Ohiowa
My Buckeyes played Iowa last night in Iowa City. Night games on the road are a real horror-show for a visiting team, as the fans have had an extra 6 or 7 hours to tailgate beyond their normal kickoff, and the atmosphere is electric, loud. Night games used to be the exclusive province of LSU and a few other southern schools, but ABC/ESPN has, belatedly, begun featuring a nationally-televised Saturday night game. I think they had to await the passing of Lawrence Welk before the environment for ratings competition was favorable.
For us on the west coast, inured to being jarred out of bed at 8:59 am for a 9:00 kickoff, the night kickoff is downright civilized. Last night, for the first time, Mrs. Perils deigned - no, actually requested - to accompany me to the sports bar where OSU alumni gathered to watch the game. Perhaps she wanted to see firsthand her competitor for my passion; maybe she also wanted to ensure that it was only about the football.
Since OSU won, it was a congenial, if raucous, experience. Interspersed between plays, we had interesting conversations with our neighbors. It took Mrs. Perils a quarter or more to get the hang of this. Due to my long experience, I have an internal clock that somehow knows when the ball is about to be snapped, and I adapt the diction of my conversation so that I can apply a period to a sentence just in time to turn to the TV and watch the play. My interlocutors in these environs are similarly endowed, and respect and appreciate my reciprocation. Mrs. Perils, on the other hand, could have been flagged several times for compound-sentence violations extending through the snap. Our neighbors were very courteous, however, and applied the advanced technique of pretending to follow a conversation, even feigning eye contact, while actually being totally engrossed in the play on the television. The fortuitous placement of TV screens in every possible sight line in this sports bar greatly facilited this ruse.

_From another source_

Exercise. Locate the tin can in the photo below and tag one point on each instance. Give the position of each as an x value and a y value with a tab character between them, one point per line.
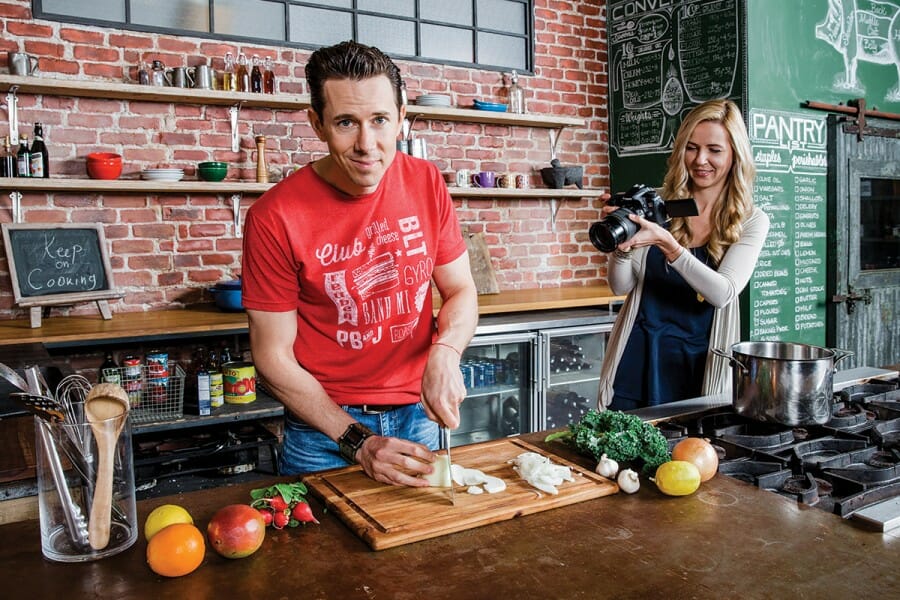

One fellow we talked to graduated from OSU a year after I did, in accounting, no less. We compared notes about a couple of common professors and the highlights - highly expurgated in my case - of our careers. He had first worked for, then purchased a franchise of, a farm implements manufacturer, sold it, and seemed to be simply at loose ends. He had flown to Seattle the previous week from a midwestern city in order to interview outfitters for a prospective Kilimanjaro climb. This was sufficient entree for a substantive conversation with Mrs. Perils.
Another fellow next to us I’d seen at these gatherings before. He’d alway seemed sort of terse, wrapped pretty tight and not very tolerant of errant play by the Buckeyes. Here’s someone, your biases tell you, whose personal and professional life is a shambles and who places all of his need for personal affirmation on the backs of a sports team. Well, under cross-examination by Mrs. Perils, it turns out he has a PhD from OSU in something like solid state engineering, and works for a large local software company not known to suffer fools.
Fine. I’ll always have the ‘71 Rose Bowl. Oh, wait, we lost that one.
As the game wound down and OSU was busy killing the prisoners, the TV cameras flitted around the stadium focusing on the glum faces of the Iowa students. Each time the camera would alight on a crestfallen, Hawkeye-imprinted visage, the whole room in loud unison would say, “AWWWWWWWW!” While this was amusing, I turned to a guy next to me and said, “Well, when time runs out, those kids will still be 19 and screwing their brains out.”, a point no one could argue.
Later, after we’d gotten home, I was surprised (and maybe she was, too) to hear that Mrs. Perils was a little hoarse. Like maybe she’d been cheering. A good night’s progress for our football agnostic.